Zinc, lead, PCBs (poisonous chlorine compounds, formerly used as hydraulic fluids and plasticizers) and other substances are stored in the ground. “We know from the soundings that there is construction waste here in addition to household rubbish,” explains Mayor Heidi Ammon (SVP).

The floodplain forest «Fröschegräbe»

The canton therefore ordered a complex clean-up: several hundred trees had to be felled on an area the size of around three football pitches, then the contaminated sites were dug up and the landfill was refilled with new, clean soil from the area.

The costs, which are mainly borne by the federal government and the canton, are around CHF 2.5 million. However, such a complex clean-up does not always make sense, explains Michael Madliger from the Contaminated Sites section of the Aargau Department of the Environment. The encroachment on nature is major, and it will take years for the protected floodplain forest to recover from this encroachment.

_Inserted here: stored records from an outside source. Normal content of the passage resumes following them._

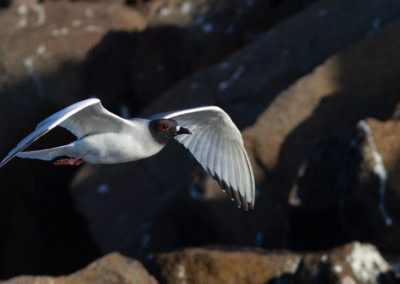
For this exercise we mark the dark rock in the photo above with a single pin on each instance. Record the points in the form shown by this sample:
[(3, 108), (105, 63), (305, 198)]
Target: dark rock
[(352, 263), (244, 84), (40, 51), (112, 268)]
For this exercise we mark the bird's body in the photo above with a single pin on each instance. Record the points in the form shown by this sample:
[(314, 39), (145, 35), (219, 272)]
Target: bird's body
[(104, 138)]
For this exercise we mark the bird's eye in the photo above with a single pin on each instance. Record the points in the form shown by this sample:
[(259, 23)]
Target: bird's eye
[(164, 126)]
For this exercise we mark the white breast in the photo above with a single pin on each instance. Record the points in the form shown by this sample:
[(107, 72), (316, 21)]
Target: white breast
[(126, 146)]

Nevertheless, in this case it is worth cleaning up the landfill, the mayor and the cantonal expert are convinced. Because it’s about groundwater. “One of the most important groundwater intakes in the canton is in this area,” explains Michael Madliger.

In Aargau alone there are 600 former waste pits. Many of them stay where they are. However, there is a need for action at 58 landfills: They are permanently monitored or even completely rehabilitated, as in Windisch.

A little history of waste disposal

It was not until the 1970s and 1980s that politicians in Switzerland introduced more strictly regulated waste management. The first waste incineration plant was opened in Zurich in 1904, but Basel and Bern only followed suit in the 1950s. “And it took a little longer for these communities to realize that the supposedly harmless waste was actually a problem,” says Madliger.

Now, some of these traces of the past are being removed at great expense. However, the “waste problem” is far from being solved: other countries still have no waste incineration plants. And construction waste, for example, still has to be landfilled in Switzerland, as there are still no sensible recycling options.